IYKYK (But AI Doesn't): Automated Content Moderation Does Not Capture Communities' Heterogeneous Attitudes Towards Reclaimed Language

arXiv cs.CL / 4/21/2026

💬 OpinionDeveloper Stack & InfrastructureSignals & Early TrendsIdeas & Deep AnalysisModels & Research

Key Points

  • The paper finds that existing AI-based content moderation often cannot reliably distinguish reclaimed slur usage from hateful usage, leading to the suppression of marginalized communities' voices.
  • Using quantitative/qualitative analyses, the researchers build and analyze an annotated corpus of reclaimed slur usage across LGBTQIA+, Black, and women communities (e.g., f-word, n-word, b-word).
  • Annotation shows low inter-annotator agreement even among in-group annotators, suggesting that how reclaimed slurs are interpreted is highly subjective and depends on nuanced context.
  • The study reports poor alignment between human judgments and automated hate-speech assessments from Perspective API, with annotator decisions more associated with whether the slur is derogatory and whether it targets the self.
  • Semi-structured interviews indicate that differences in lived experience and personal history drive variation in interpretations, underscoring the limits of current automated moderation approaches.

Abstract

Reclaimed slur usage is a common and meaningful practice online for many marginalized communities.
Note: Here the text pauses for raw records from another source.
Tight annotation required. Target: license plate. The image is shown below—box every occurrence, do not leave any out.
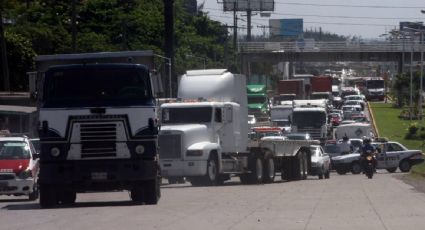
[91,172,108,180]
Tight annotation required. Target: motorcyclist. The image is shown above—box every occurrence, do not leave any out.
[360,137,376,172]
[338,136,354,155]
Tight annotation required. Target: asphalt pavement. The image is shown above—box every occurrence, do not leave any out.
[0,171,425,230]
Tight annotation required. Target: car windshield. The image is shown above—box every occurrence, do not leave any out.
[248,96,266,104]
[0,141,31,160]
[162,106,212,124]
[293,111,326,127]
[42,66,154,108]
[274,120,291,126]
[286,134,308,140]
[325,145,341,153]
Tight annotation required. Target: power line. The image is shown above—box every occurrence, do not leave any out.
[209,14,398,27]
[204,8,422,20]
[275,2,425,9]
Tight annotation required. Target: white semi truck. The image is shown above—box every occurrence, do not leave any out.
[159,69,315,185]
[291,99,330,140]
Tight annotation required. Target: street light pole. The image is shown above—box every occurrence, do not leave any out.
[154,54,173,98]
[419,30,424,123]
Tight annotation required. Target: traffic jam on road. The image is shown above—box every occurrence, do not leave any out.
[0,52,423,208]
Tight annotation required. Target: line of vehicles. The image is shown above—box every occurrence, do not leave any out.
[0,51,419,208]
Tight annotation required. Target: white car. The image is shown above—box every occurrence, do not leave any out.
[0,136,39,200]
[332,141,424,174]
[309,145,331,179]
[343,100,365,111]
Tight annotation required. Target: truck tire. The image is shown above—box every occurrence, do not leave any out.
[336,169,347,175]
[281,157,292,181]
[387,167,397,173]
[351,161,362,174]
[398,160,412,172]
[39,184,58,208]
[205,154,220,185]
[325,169,331,179]
[240,155,264,184]
[318,168,325,180]
[263,153,276,184]
[143,179,161,205]
[28,184,39,201]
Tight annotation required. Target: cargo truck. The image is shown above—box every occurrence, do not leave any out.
[277,79,305,99]
[159,69,316,185]
[36,51,161,208]
[246,85,270,121]
[291,99,330,140]
[364,77,385,101]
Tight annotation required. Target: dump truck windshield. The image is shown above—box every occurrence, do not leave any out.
[42,67,154,108]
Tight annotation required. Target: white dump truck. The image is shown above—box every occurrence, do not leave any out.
[291,99,330,140]
[159,69,315,185]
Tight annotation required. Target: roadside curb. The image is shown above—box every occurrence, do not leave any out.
[367,102,379,137]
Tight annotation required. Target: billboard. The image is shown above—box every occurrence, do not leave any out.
[223,0,274,11]
[269,18,304,38]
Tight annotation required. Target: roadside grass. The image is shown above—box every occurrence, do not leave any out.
[370,103,425,174]
[370,102,425,152]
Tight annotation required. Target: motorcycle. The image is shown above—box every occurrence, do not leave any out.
[364,153,375,179]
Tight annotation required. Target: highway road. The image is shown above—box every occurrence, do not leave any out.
[0,171,425,230]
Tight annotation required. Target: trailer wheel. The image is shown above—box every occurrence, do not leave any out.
[336,169,347,175]
[351,162,362,174]
[387,167,397,173]
[40,184,58,208]
[205,155,219,185]
[398,160,412,172]
[281,157,292,181]
[263,153,276,183]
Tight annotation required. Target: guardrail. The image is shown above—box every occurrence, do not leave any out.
[238,42,425,53]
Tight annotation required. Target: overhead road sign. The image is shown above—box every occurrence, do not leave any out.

It serves as a source of solidarity, identity, and shared experience. However, contemporary automated and AI-based moderation tools for online content largely fail to distinguish between reclaimed and hateful uses of slurs, resulting in the suppression of marginalized voices. In this work, we use quantitative and qualitative methods to examine the attitudes of social media users in LGBTQIA+, Black, and women communities around reclaimed slurs targeting our focus groups including the f-word, n-word, and b-word. With social media users from these communities, we collect and analyze an annotated online slur usage corpus. The corpus includes annotators' perceptions of whether an online text containing a slur should be flagged as hate speech, as well as contextual features of the slur usage. Across all communities and annotation questions, we observe low inter-annotator agreement, indicating substantial disagreement among in-group annotators. This is compounded by the fact that, absent clear contextual signals of identity and intent, even in-group members may disagree on how to interpret reclaimed slur usage online. Semi-structured interviews with annotators suggest that differences in lived experience and personal history contribute to this variation as well. We find poor alignment between annotator judgments and automated hate speech assessments produced by Perspective API. We further observe that certain features of a text such as whether the slur usage was derogatory and if the slur was targeted at oneself are more associated with whether annotators report the text as hate speech. Together, these findings highlight the inherent subjectivity and contextual nature of how marginalized communities interpret slurs online.